El lugar puede pasar desapercibido a simple vista, un
local de pizzas y empanadas en una calle no muy ancha, y en un lugar poco
frecuentado por el turismo y las grandes masas de gente. Pero El Cuartito sin embargo, puede
considerarse uno de los mejores lugares para comer pizza de toda la ciudad de
Buenos Aires. Está sobre Talcahuano, casi esquina con Marcelo T. Alvear.
Paso a
menudo por su puerta, tanto cuando paseo por el cetro de la ciudad, como cuando
subo a llevar a cabo mi trabajo de investigación en la Biblioteca Nacional, y
siempre; sin importar la hora ni el día, el local está lleno de gente charlando
y disfrutando de una pizza situada normalmente en mitad de la mesa.
Después de
pensar varias veces en entrar y comer un día en su interior, hace un par de
días lo hice, crucé la parte principal de la entrada, abarrotada de gente
esperando sus pizzas y empanadas para llevar, mientras las personas de la
cocina corren y se mueven tras la barra, mostrando sus movimientos
entrecortados entre las estanterías metales que separan los dos ambientes. Paso
al salón, me siento contra la pared de los ventanales para poder contemplar el
local en todo su esplendor, ver moverse a los camareros y asomarme a las mesas
de los comensales, ver su actuación. Les veo disfrutar de sus platos, me
convencen sus caras de complacencia mientras vacían sus platos. Aún asiento en
mi interior cuando se me cerca el camarero, un hombre de unos cincuenta años
con una sonría en la boca, le hago mi pedido. No tarda ni un minuto en servirme
la bebida, y unos minutos después cuando aún no he reparado en la mitad de las
meses del local, el camarero aparece con mi pedido, de pronto el ambiente se cubre
de un olor que me atrapa, la pizza recién hecha me llama, y la fainá, diferente
a las comidas anteriormente, más basta a simple vista, más compacta, me
sorprende gratamente al llevármela al paladar. Un sabor irrepetible.

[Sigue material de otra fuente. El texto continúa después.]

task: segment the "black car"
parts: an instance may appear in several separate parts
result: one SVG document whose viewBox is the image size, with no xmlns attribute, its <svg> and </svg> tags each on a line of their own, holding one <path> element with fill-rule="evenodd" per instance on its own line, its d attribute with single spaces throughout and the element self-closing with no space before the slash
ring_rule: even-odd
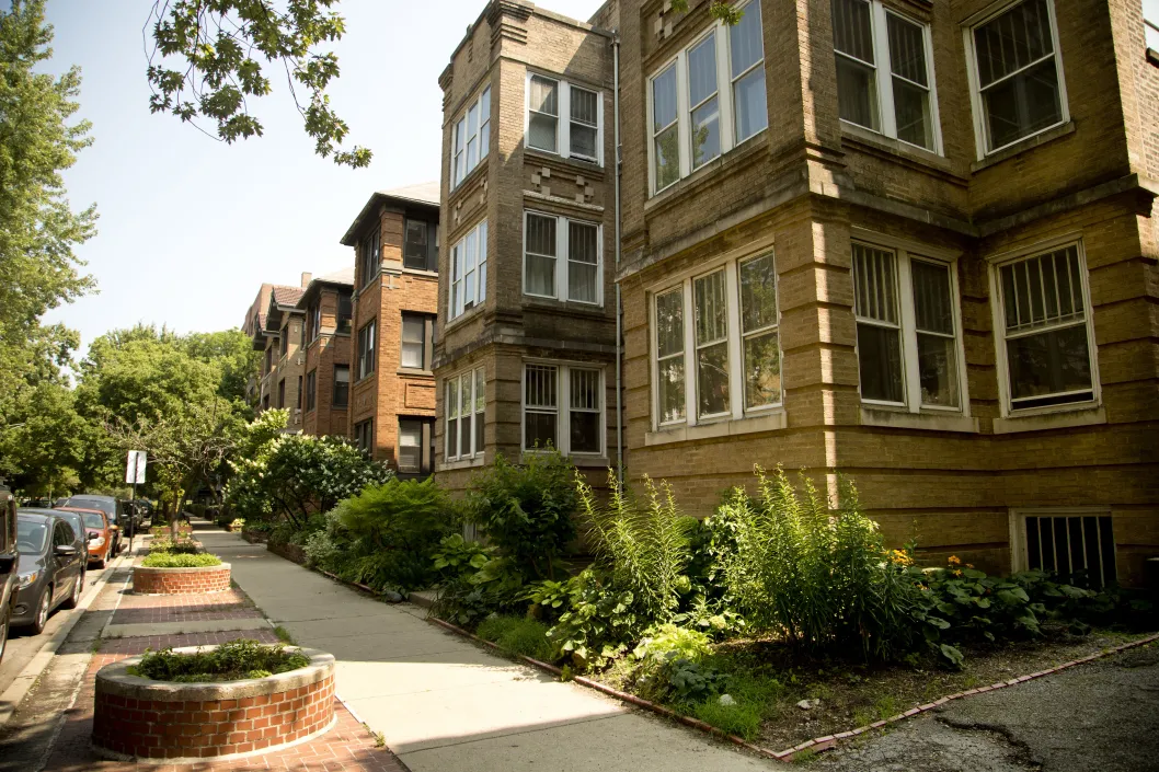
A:
<svg viewBox="0 0 1159 772">
<path fill-rule="evenodd" d="M 0 486 L 0 661 L 8 643 L 8 627 L 16 611 L 20 589 L 16 551 L 16 498 Z"/>
<path fill-rule="evenodd" d="M 53 609 L 74 609 L 80 602 L 80 569 L 87 555 L 76 551 L 75 541 L 72 526 L 56 515 L 16 515 L 20 591 L 13 626 L 30 625 L 39 635 Z"/>
</svg>

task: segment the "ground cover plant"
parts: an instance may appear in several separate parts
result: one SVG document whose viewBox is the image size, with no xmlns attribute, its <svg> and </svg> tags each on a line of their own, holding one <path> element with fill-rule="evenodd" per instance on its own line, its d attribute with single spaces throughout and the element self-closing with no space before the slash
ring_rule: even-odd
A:
<svg viewBox="0 0 1159 772">
<path fill-rule="evenodd" d="M 286 650 L 280 643 L 264 644 L 250 639 L 238 639 L 207 651 L 177 653 L 172 648 L 146 651 L 139 664 L 129 668 L 129 675 L 196 684 L 265 678 L 308 664 L 308 657 L 296 650 Z"/>
</svg>

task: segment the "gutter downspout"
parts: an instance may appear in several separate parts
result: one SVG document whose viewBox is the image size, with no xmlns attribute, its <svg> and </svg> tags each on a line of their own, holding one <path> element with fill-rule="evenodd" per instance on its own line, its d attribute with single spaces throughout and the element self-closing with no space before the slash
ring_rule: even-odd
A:
<svg viewBox="0 0 1159 772">
<path fill-rule="evenodd" d="M 620 34 L 612 38 L 612 104 L 615 121 L 615 270 L 620 270 Z M 620 281 L 615 279 L 615 479 L 624 485 L 624 305 Z"/>
</svg>

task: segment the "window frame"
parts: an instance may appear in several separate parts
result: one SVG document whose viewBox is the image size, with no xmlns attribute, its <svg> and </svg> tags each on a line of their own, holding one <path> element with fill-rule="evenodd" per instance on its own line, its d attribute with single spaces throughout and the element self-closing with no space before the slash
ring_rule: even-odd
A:
<svg viewBox="0 0 1159 772">
<path fill-rule="evenodd" d="M 885 408 L 904 410 L 905 413 L 961 415 L 970 416 L 969 378 L 965 363 L 965 335 L 962 326 L 962 292 L 957 278 L 957 264 L 960 255 L 957 253 L 940 249 L 907 239 L 892 238 L 874 231 L 852 228 L 850 236 L 851 267 L 850 274 L 853 278 L 852 250 L 853 243 L 862 243 L 872 249 L 880 249 L 894 253 L 895 258 L 895 297 L 897 298 L 897 330 L 901 336 L 902 347 L 902 402 L 888 400 L 872 400 L 861 396 L 861 362 L 858 359 L 858 398 L 861 405 L 870 408 Z M 950 319 L 954 322 L 954 366 L 957 376 L 958 407 L 942 405 L 923 405 L 921 402 L 921 378 L 918 363 L 918 328 L 917 315 L 913 306 L 913 278 L 912 261 L 936 264 L 945 267 L 949 278 L 949 299 L 952 306 Z M 857 279 L 854 279 L 853 291 L 857 293 Z M 880 320 L 862 318 L 853 311 L 854 326 L 861 323 L 888 327 Z M 935 333 L 924 332 L 923 334 L 934 335 Z M 945 336 L 942 336 L 945 337 Z M 854 355 L 858 355 L 854 344 Z"/>
<path fill-rule="evenodd" d="M 876 97 L 877 104 L 877 119 L 880 128 L 874 129 L 872 126 L 865 126 L 860 123 L 853 121 L 846 121 L 845 118 L 839 118 L 841 123 L 846 123 L 851 126 L 857 126 L 858 129 L 863 129 L 866 131 L 872 131 L 875 134 L 881 134 L 888 137 L 889 139 L 897 140 L 907 147 L 914 147 L 919 151 L 926 153 L 934 153 L 935 155 L 945 156 L 946 151 L 942 145 L 941 136 L 941 117 L 938 110 L 938 79 L 934 72 L 934 51 L 933 51 L 933 32 L 930 22 L 921 21 L 907 14 L 902 13 L 895 7 L 887 6 L 882 0 L 861 0 L 869 6 L 869 23 L 870 23 L 870 35 L 873 41 L 874 50 L 874 81 L 877 88 Z M 909 22 L 921 29 L 921 42 L 924 46 L 924 52 L 926 54 L 926 79 L 930 81 L 928 86 L 923 87 L 904 75 L 897 75 L 894 73 L 894 63 L 890 59 L 889 50 L 889 15 L 892 14 L 904 22 Z M 834 26 L 836 28 L 836 26 Z M 862 66 L 869 66 L 869 63 L 862 61 L 854 56 L 844 53 L 837 50 L 837 43 L 833 42 L 833 56 L 845 57 L 852 61 L 855 61 Z M 924 147 L 923 145 L 916 145 L 909 140 L 902 139 L 897 134 L 897 110 L 894 102 L 894 78 L 902 78 L 909 83 L 918 88 L 925 88 L 928 93 L 927 99 L 930 100 L 930 123 L 931 123 L 931 139 L 933 140 L 933 147 Z"/>
<path fill-rule="evenodd" d="M 555 260 L 554 294 L 539 294 L 538 292 L 530 292 L 527 290 L 527 218 L 532 216 L 545 217 L 555 220 L 555 255 L 553 257 L 553 260 Z M 570 271 L 568 270 L 571 262 L 571 249 L 570 249 L 571 223 L 576 223 L 577 225 L 595 226 L 596 228 L 596 299 L 595 300 L 577 300 L 571 298 Z M 546 257 L 547 255 L 542 256 Z M 535 209 L 523 210 L 522 275 L 523 275 L 523 283 L 522 283 L 523 293 L 529 298 L 557 300 L 560 303 L 577 303 L 584 306 L 603 308 L 604 307 L 604 225 L 602 223 L 592 220 L 576 219 L 568 217 L 566 214 L 555 214 L 553 212 L 545 212 Z"/>
<path fill-rule="evenodd" d="M 607 367 L 599 362 L 574 362 L 562 359 L 524 358 L 519 373 L 519 447 L 524 453 L 551 452 L 546 447 L 527 447 L 527 366 L 554 367 L 555 370 L 555 435 L 554 446 L 561 456 L 580 458 L 607 458 Z M 598 451 L 571 450 L 571 370 L 589 370 L 599 373 L 599 437 Z M 549 408 L 535 406 L 532 412 L 546 413 Z M 590 413 L 590 410 L 581 410 Z"/>
<path fill-rule="evenodd" d="M 549 80 L 555 83 L 555 104 L 557 114 L 555 116 L 555 150 L 544 150 L 531 144 L 531 79 Z M 584 155 L 571 150 L 571 89 L 576 88 L 596 95 L 596 155 Z M 539 112 L 535 110 L 534 112 Z M 549 115 L 541 112 L 540 115 Z M 547 74 L 529 70 L 524 77 L 523 89 L 523 138 L 524 147 L 537 153 L 559 155 L 563 159 L 584 161 L 604 166 L 604 92 L 599 88 L 591 88 L 582 83 L 573 83 L 559 75 Z"/>
<path fill-rule="evenodd" d="M 773 272 L 777 277 L 774 297 L 777 298 L 777 323 L 766 325 L 756 330 L 745 332 L 741 318 L 741 265 L 763 257 L 771 257 L 773 261 Z M 724 271 L 724 297 L 727 306 L 727 333 L 724 342 L 728 347 L 728 373 L 729 373 L 729 407 L 724 413 L 708 416 L 699 415 L 699 384 L 697 379 L 697 321 L 695 321 L 695 291 L 697 279 L 705 278 L 719 271 Z M 777 269 L 777 250 L 772 243 L 757 249 L 746 249 L 743 254 L 731 254 L 717 258 L 710 263 L 698 265 L 694 270 L 685 271 L 676 281 L 666 279 L 663 284 L 657 284 L 648 290 L 648 359 L 651 376 L 650 399 L 651 399 L 651 430 L 662 431 L 681 427 L 697 427 L 721 423 L 726 421 L 743 421 L 746 418 L 759 418 L 770 414 L 782 413 L 785 410 L 785 347 L 781 335 L 783 309 L 781 307 L 781 277 Z M 672 354 L 668 358 L 681 356 L 684 358 L 684 417 L 673 421 L 662 421 L 659 402 L 659 341 L 657 335 L 659 326 L 656 316 L 656 299 L 669 294 L 677 289 L 680 290 L 680 314 L 684 326 L 684 349 L 679 355 Z M 756 335 L 767 335 L 777 333 L 777 357 L 778 367 L 781 373 L 780 399 L 767 405 L 748 407 L 745 394 L 744 372 L 744 340 Z M 707 344 L 706 344 L 707 345 Z M 716 343 L 719 345 L 719 342 Z M 699 348 L 705 348 L 704 345 Z"/>
<path fill-rule="evenodd" d="M 451 281 L 447 283 L 446 293 L 447 319 L 450 321 L 454 321 L 468 311 L 481 307 L 487 301 L 487 269 L 489 267 L 487 238 L 489 234 L 487 220 L 482 219 L 464 231 L 462 238 L 451 247 L 451 270 L 449 271 Z M 465 294 L 467 271 L 461 270 L 464 263 L 460 255 L 465 255 L 467 239 L 471 235 L 475 236 L 474 268 L 471 271 L 475 274 L 475 297 L 468 307 Z"/>
<path fill-rule="evenodd" d="M 744 10 L 753 3 L 760 3 L 760 0 L 748 0 L 743 5 L 738 5 L 736 10 Z M 761 21 L 764 21 L 764 10 L 761 10 Z M 766 64 L 768 61 L 768 52 L 765 50 L 765 38 L 764 28 L 761 28 L 760 36 L 760 59 L 750 65 L 743 72 L 734 75 L 732 73 L 732 39 L 729 30 L 731 28 L 724 22 L 717 20 L 707 27 L 700 35 L 697 35 L 687 45 L 683 46 L 673 56 L 665 59 L 663 63 L 657 65 L 651 74 L 648 75 L 644 81 L 646 94 L 644 102 L 647 107 L 647 131 L 648 131 L 648 197 L 659 195 L 661 192 L 673 188 L 679 184 L 679 182 L 691 174 L 699 172 L 705 168 L 714 160 L 724 158 L 728 153 L 743 147 L 748 143 L 757 139 L 761 134 L 768 132 L 768 101 L 765 101 L 765 128 L 753 132 L 749 137 L 737 141 L 736 139 L 736 101 L 734 99 L 734 86 L 741 81 L 743 78 L 753 72 L 758 66 L 765 67 L 765 79 L 767 89 L 767 78 L 768 70 Z M 719 110 L 719 124 L 717 133 L 720 136 L 720 153 L 704 161 L 700 166 L 693 168 L 692 166 L 692 110 L 693 105 L 688 103 L 688 52 L 704 43 L 708 36 L 716 36 L 716 99 L 717 99 L 717 110 Z M 671 128 L 672 124 L 668 124 L 664 129 L 655 131 L 654 123 L 654 83 L 656 79 L 665 74 L 670 67 L 676 67 L 676 122 L 677 122 L 677 147 L 679 148 L 679 156 L 677 159 L 678 172 L 676 180 L 663 188 L 656 187 L 656 141 L 655 138 Z M 707 100 L 706 100 L 707 101 Z"/>
<path fill-rule="evenodd" d="M 983 112 L 982 88 L 981 88 L 982 75 L 978 72 L 978 56 L 974 48 L 975 45 L 974 32 L 979 27 L 987 24 L 998 16 L 1005 14 L 1007 10 L 1011 10 L 1015 6 L 1019 6 L 1027 1 L 1028 0 L 1011 0 L 1009 2 L 1004 2 L 997 8 L 986 9 L 982 14 L 971 17 L 962 27 L 962 35 L 964 38 L 964 50 L 965 50 L 965 74 L 967 74 L 967 80 L 969 81 L 970 85 L 970 107 L 974 117 L 974 141 L 975 141 L 975 148 L 977 151 L 978 161 L 984 161 L 990 155 L 994 155 L 996 153 L 1001 153 L 1003 151 L 1011 147 L 1016 147 L 1022 143 L 1034 139 L 1035 137 L 1038 137 L 1040 134 L 1043 134 L 1048 131 L 1054 131 L 1059 126 L 1065 126 L 1067 123 L 1071 122 L 1070 100 L 1067 99 L 1066 94 L 1066 72 L 1063 67 L 1063 49 L 1058 42 L 1058 15 L 1055 12 L 1055 0 L 1044 0 L 1044 2 L 1047 3 L 1047 16 L 1050 21 L 1051 44 L 1054 45 L 1055 73 L 1057 74 L 1058 78 L 1058 102 L 1060 108 L 1059 119 L 1057 123 L 1052 123 L 1049 126 L 1044 126 L 1038 131 L 1035 131 L 1034 133 L 1027 134 L 1026 137 L 1020 137 L 1014 141 L 1007 143 L 999 147 L 987 148 L 987 145 L 990 143 L 989 140 L 990 131 L 989 128 L 986 126 L 986 117 Z M 1032 65 L 1027 65 L 1026 67 L 1022 67 L 1016 72 L 1009 73 L 1005 78 L 1012 78 L 1013 75 L 1025 71 L 1028 67 L 1042 64 L 1042 61 L 1044 60 L 1045 60 L 1044 58 L 1040 59 L 1038 61 Z M 991 83 L 990 86 L 992 87 L 998 81 Z"/>
<path fill-rule="evenodd" d="M 476 94 L 472 96 L 471 100 L 466 102 L 462 110 L 455 116 L 455 119 L 451 123 L 451 159 L 447 168 L 451 175 L 451 190 L 457 189 L 462 181 L 471 176 L 471 173 L 482 166 L 483 160 L 490 154 L 490 131 L 491 131 L 491 85 L 486 83 Z M 483 96 L 487 96 L 487 115 L 483 115 Z M 475 126 L 475 133 L 469 133 L 468 118 L 471 117 L 471 111 L 478 109 L 478 123 Z M 462 139 L 460 150 L 460 138 Z M 471 140 L 476 141 L 475 150 L 475 162 L 469 165 L 469 145 Z M 459 168 L 459 156 L 462 156 L 462 169 Z"/>
<path fill-rule="evenodd" d="M 482 374 L 483 385 L 483 402 L 482 406 L 479 405 L 479 380 L 480 374 Z M 465 379 L 469 377 L 471 380 L 471 405 L 474 406 L 474 410 L 471 413 L 471 442 L 472 447 L 469 453 L 462 452 L 462 384 Z M 450 407 L 451 403 L 451 387 L 452 383 L 454 385 L 455 394 L 455 408 L 452 415 Z M 460 370 L 450 376 L 443 378 L 443 461 L 466 461 L 475 458 L 481 458 L 483 456 L 483 430 L 486 427 L 487 416 L 487 370 L 482 365 L 475 367 L 468 367 L 467 370 Z M 451 431 L 451 422 L 454 421 L 454 432 Z M 455 454 L 451 456 L 447 453 L 447 439 L 454 437 L 454 450 Z"/>
<path fill-rule="evenodd" d="M 1060 405 L 1044 405 L 1037 407 L 1029 407 L 1022 409 L 1015 409 L 1012 401 L 1012 386 L 1011 386 L 1011 374 L 1009 374 L 1009 359 L 1006 351 L 1006 306 L 1005 297 L 1001 290 L 1001 278 L 1000 270 L 1005 265 L 1011 265 L 1013 263 L 1022 262 L 1025 260 L 1033 260 L 1041 255 L 1048 253 L 1057 252 L 1059 249 L 1065 249 L 1066 247 L 1073 246 L 1078 254 L 1079 262 L 1079 284 L 1083 291 L 1083 315 L 1084 325 L 1086 327 L 1087 334 L 1087 356 L 1089 357 L 1091 366 L 1091 399 L 1077 402 L 1063 402 Z M 1099 377 L 1099 345 L 1095 340 L 1094 329 L 1094 307 L 1091 301 L 1091 269 L 1087 267 L 1086 249 L 1084 247 L 1083 236 L 1080 234 L 1067 234 L 1062 235 L 1057 239 L 1050 239 L 1048 241 L 1040 241 L 1030 247 L 1018 249 L 1015 252 L 1004 253 L 1000 255 L 994 255 L 986 260 L 989 263 L 990 274 L 990 297 L 991 297 L 991 312 L 993 314 L 993 329 L 994 329 L 994 356 L 997 356 L 996 370 L 998 371 L 998 394 L 999 394 L 999 409 L 1000 417 L 1003 418 L 1020 418 L 1023 416 L 1034 415 L 1050 415 L 1055 413 L 1073 413 L 1081 410 L 1091 410 L 1093 408 L 1100 407 L 1102 405 L 1102 383 Z M 1077 325 L 1073 325 L 1077 326 Z M 1032 330 L 1027 335 L 1034 333 L 1050 332 L 1050 329 L 1056 329 L 1055 327 Z M 1018 337 L 1022 337 L 1019 335 Z"/>
</svg>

El local lleva abierto desde 1934, y desde entonces ha
ido amontonado muchos recuerdos, algunos aún están sobre sus paredes; la mayor
parte son recuerdos deportivos. Me doy cuenta, que estoy sentado prácticamente
bajo una foto firmada de toda la plantilla del Futbol Club Barcelona de la
temporada 1992-1993, foto firmada por todos y cada uno de los jugadores, y al
otro lado, un viejo banderín del Estudiantes de la Plata. El resto son imágenes
de futbolistas, pero también de boxeadores, esquiadores y atletas, cubriendo
las paredes casi por completo. En un apartado, donde también aparecen mesas y comensales
agradados por la comida, un mural en honor a Boca Juniors se apodera de la
pared. Al fondo, rematando o presidiendo la sala, aparece la única foto que no
pertenece a un deportista; una imagen blanca y negra de Marilyn Monroe.
Salgo
contento, con el estómago lleno, y dispuesto a volver en breve, antes de dejar
la ciudad, apuntando mentalmente el lugar en mi lista de favoritos porteños,
para volver y recomendar.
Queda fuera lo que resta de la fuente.